I posted this on my Mixed Genes blog on February 12, 2016. In honor of Aunt Nancy’s 70th birthday today, I wanted to repost it here…
Last week, on February 1, 2016, my Aunt Nancy (Mix) died. It’s taken me almost two weeks to be able to begin to write.
My earliest memories have Aunt Nancy interwoven throughout them. In that time when Mom and Dad had separated, and yet before my brother had been born, there was a time when Mom and I lived in an
apartment in Coudersport. I remember being all dressed up because Grandma and Grandpa Mix AND AUNT NANCY were coming to visit. I remember constantly checking the window to see if they had arrived yet. I loved visiting Grandpa and Grandma, but I was EXCITED to play with Aunt Nancy. To this day, I can remember her smile… and her giggle.
Part of my love of reading and books have an early Aunt Nancy memory as well. I only had a couple of weeks of first grade left and she gave me a Children’s First Dictionary for my birthday. I read that thing front to back and back to front. And she had me read words and kids’ definitions to her as well. I knew that she had trouble seeing, but it was still years before I understood that she could no longer even see me at that point.
In the time when I was home from college, we would still read books together. In fact, we had taken one of our road trips down to Olean to the Christian Bookstore and I read the titles as we walked down the aisles of the store. We discovered one by an author I had never heard of named Janette Oke. She decided the one we wanted was her book Once Upon A Summer, following an orphaned adolescent boy named Joshua. I remember we tossed around what a cool name that was, and I thought maybe I might name my son Joshua someday. And over the next couple of weeks, we would sit in the living room and I would read the book aloud.
It was such a great idea that Grandma and Aunt Nancy would read Janette Oke’s novels together for years and years.
Every once in a while, Aunt Nancy and I would take off for a store or a mall. Olean, Erie, Elmira. After Gay and I were married, we added the Altoona and Johnstown malls to our itinerary as well. Everything went pretty well, except for two problems we had to overcome: I could guide her wherever she wanted to go except the restroom. So I would check out what the mens’ room looked like, describe it to her, and suggest that the womens’ room was probably similar. She never got lost and always came back safe. The other obstacle was trying to explain to Grandma Mix that she could be safe “out there.”
Probably one of her favorite activities was talking on the phone with Aunt Roena. She also loved spending time with her family. Every so often she would sneak up behind me and put her ALWAYS COLD fingers on my neck and just giggle. Of course, I tried to return the favor as often as possible.
According to the Bible, in Proverbs 13:12, “Hope deferred makes the heart sick.” Eventually Aunt Nancy came to the realization that the time to leave the nest had come and gone… and there was a gradual sinking and growing depression… and then confusion… and eventually delusions.
Monday evening, after I got the call saying she was gone, my wife, Gay, commented that there was once a movie entitled: “When Stella Got Her Groove Back.” Not that either of us had ever seen it, but Gay could just envision Aunt Nancy arriving in Heaven as “When Aunt Nancy Got Her Giggle Back.”
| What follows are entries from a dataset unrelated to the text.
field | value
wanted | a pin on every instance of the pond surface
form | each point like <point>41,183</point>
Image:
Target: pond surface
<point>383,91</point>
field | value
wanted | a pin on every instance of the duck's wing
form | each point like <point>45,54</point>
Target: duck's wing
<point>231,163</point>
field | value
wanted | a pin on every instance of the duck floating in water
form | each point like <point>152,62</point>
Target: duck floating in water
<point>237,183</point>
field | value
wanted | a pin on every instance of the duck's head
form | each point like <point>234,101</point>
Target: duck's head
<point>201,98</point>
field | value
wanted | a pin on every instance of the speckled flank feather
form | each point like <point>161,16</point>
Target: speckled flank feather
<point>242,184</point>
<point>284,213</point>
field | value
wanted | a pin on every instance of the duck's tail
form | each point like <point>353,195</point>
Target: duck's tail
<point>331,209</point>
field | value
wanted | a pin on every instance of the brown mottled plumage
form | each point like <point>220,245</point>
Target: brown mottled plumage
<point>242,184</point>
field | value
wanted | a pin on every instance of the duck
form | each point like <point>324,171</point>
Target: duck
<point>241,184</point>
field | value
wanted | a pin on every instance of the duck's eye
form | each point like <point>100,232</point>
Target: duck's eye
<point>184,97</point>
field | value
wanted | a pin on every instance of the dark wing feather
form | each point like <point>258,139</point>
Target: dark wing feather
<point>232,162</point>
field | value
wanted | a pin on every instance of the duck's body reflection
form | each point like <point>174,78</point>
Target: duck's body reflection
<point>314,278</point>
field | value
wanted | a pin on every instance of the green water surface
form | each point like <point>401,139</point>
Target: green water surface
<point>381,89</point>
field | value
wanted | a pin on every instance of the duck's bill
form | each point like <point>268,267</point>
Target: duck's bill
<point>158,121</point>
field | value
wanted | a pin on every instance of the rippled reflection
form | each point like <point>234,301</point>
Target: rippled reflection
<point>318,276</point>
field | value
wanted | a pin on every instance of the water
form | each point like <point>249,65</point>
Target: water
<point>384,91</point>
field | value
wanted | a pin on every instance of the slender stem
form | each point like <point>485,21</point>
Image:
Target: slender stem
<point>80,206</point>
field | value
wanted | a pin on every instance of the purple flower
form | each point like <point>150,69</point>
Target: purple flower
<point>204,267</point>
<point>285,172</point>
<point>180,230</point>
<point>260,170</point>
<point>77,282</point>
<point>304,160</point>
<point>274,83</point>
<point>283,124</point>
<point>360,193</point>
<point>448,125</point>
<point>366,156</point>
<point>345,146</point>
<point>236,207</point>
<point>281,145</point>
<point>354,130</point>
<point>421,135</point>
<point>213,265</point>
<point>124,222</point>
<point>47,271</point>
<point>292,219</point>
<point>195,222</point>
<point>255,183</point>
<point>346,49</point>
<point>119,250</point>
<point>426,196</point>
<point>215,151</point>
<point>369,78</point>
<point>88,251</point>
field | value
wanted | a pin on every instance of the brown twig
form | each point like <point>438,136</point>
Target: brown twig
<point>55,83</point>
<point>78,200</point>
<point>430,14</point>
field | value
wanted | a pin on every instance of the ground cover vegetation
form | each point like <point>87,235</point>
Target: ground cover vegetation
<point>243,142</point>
Almost twenty years ago, for Aunt Nancy’s fiftieth birthday, Gay wrote a poem for her. Here it is…
An Ode to Aunt Nancy
Here’s to a lady born as a Mix,
Whose birth as a girl gave her brothers a fix!
Nancy Jo Anne they gave as her name,
And spoiling her rotten was their favorite game.
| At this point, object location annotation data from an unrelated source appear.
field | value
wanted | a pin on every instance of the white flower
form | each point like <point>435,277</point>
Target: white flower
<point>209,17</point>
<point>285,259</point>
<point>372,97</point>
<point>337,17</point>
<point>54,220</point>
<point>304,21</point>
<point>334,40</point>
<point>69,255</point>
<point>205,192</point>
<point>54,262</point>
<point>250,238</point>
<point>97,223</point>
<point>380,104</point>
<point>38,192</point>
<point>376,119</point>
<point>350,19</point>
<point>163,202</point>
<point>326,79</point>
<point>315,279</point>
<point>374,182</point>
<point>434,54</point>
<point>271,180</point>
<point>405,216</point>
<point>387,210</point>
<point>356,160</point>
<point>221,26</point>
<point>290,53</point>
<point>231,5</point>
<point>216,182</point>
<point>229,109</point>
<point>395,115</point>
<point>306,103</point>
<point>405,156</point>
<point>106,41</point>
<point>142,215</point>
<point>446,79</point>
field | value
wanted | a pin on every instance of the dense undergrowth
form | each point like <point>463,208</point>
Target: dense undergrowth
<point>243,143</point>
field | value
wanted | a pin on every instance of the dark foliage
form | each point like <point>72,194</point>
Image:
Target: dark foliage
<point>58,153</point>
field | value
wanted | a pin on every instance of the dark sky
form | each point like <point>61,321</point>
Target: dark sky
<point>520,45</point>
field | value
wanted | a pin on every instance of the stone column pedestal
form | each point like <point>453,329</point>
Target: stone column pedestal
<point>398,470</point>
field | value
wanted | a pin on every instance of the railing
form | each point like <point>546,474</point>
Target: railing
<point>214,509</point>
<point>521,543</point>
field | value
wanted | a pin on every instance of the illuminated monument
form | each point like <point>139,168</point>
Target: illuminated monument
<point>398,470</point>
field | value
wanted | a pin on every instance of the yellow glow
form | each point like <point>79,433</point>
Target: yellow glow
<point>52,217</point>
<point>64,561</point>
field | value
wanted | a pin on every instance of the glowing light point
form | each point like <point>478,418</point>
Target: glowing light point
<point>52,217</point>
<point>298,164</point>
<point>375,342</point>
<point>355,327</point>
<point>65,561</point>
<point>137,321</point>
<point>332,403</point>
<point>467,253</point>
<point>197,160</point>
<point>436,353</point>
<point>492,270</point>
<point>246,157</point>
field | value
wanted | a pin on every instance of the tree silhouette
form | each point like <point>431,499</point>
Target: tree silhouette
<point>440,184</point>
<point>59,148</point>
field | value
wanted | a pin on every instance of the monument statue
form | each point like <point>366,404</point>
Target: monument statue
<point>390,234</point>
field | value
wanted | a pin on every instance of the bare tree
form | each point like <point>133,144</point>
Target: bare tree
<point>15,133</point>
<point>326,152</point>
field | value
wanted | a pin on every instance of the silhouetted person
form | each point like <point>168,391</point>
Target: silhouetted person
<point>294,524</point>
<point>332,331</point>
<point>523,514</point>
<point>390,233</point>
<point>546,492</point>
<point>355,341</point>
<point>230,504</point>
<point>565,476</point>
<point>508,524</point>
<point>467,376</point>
Tea parties with Ted, cleaning the pens,
4-H blue ribbons for prize-winning hens –
Her life on the farm was simple and sweet,
The love of her family made it complete.
But to her, life was not always kind;
A childhood ailment left her sight blind.
Not one to be stopped by what it brings,
She clearly saw life through other things.
Her listening ears heard more than was said,
And in giving wisdom her loving heart led.
Not one to go out much, never too fancy,
To each generation she is known as Aunt Nancy.
Her lap has held babies, by count, quite a few,
And they came to know her loving heart, too.
Her giggle, her smile, her sense of humor,
Her ability to know the truth from a rumor
Has enriched our lives with her sense of wit
(Sometimes she doesn’t know when to quit!).
She’s hard to surprise this aunt who knows all
And loves to go shopping at any old mall.
But that’s not her only shopping pleasure:
The Avon Book is full of wonderful treasure!
And so, on this day, fifty years from her birth,
We celebrate her life, her love, and her mirth.